The maasai traditional jumping dance. They perfect their jumps throughout their warrior years, and the higher you can jump the more attractive you are.
Yes, the maasais truely are a special people. And their warriors truely are the beauty of their tribe, with their long hair covered in red ochre, their colorful clothing, and their increasing amount of jewelry. In my eyes, almost every single one of them was a beauty himself... But no one ever came close to the young boy we saw the day before we went to their manyatta; a man both me and a couple of others agreed we would be more than happy to take home with us:
And as we were leaving, this was the first song to play on my mp3-player (my iPod was out of battery, naturally, as nearly everything else)...
♪♪ It's just another day
Nothing in my way
I don't wanna go
I don't wanna stay
So there's nothing left to say ♥
There were parts of my trip that I didn't like so much - like getting sunburned in Mombasa, or having strangers hitting on me, or getting a Valentine's Day card from a guy I hardly knew... But I loved every single minute of these four and a half days we spent out here in the bush, in no-mans's-land, with the maasais, the real maasais, not the we're-here-to-impress-the-tourists maasais. It was simply amazing. And it really was the end of the line where no one ever goes. Apart from me.

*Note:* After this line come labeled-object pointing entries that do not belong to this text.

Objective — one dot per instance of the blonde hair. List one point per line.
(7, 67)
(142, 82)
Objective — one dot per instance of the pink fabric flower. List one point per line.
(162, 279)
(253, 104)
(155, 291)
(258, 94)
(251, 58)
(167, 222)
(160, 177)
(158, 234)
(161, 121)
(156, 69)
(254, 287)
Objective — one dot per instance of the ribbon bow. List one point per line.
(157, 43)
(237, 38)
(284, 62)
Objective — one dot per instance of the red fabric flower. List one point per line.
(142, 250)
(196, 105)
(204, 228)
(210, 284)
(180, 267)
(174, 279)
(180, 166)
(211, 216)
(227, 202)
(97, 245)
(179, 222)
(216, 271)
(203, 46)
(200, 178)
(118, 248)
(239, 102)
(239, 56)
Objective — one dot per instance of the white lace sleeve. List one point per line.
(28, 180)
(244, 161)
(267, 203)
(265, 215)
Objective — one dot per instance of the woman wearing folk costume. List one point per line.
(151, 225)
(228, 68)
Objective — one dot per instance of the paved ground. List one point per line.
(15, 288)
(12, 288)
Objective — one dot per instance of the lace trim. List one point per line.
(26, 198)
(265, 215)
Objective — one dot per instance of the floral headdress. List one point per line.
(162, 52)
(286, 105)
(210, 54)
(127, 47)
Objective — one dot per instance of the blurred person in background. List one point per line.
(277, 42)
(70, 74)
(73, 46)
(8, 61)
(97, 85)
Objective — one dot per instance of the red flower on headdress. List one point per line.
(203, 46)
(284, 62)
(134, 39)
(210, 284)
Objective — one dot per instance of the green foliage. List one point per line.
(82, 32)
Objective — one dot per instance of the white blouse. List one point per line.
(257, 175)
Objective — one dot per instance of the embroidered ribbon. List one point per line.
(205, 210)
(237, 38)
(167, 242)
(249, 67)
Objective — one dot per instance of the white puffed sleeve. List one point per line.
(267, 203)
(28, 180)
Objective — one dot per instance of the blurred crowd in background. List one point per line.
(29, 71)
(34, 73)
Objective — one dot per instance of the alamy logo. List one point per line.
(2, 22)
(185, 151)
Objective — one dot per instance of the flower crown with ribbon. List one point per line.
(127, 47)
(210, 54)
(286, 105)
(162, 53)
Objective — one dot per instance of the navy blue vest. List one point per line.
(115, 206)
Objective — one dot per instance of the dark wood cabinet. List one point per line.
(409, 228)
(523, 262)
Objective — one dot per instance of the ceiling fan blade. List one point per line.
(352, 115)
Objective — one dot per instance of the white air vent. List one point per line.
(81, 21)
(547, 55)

I left a part of my heart in Loita...
Something my boyfriend has painfully had to hear a few times too many since I got back. Babe, I know you're not a warrior, and you're not a maasai, but I love you for who you are, and that's a million times more than what these could ever get from me.
That concludes my traveling letters from Kenya. I hope you've all enjoyed reading about it and seeing the pictures. I've really enjoyed sharing them. Thanks again, and I hope you won't stop reading my blog.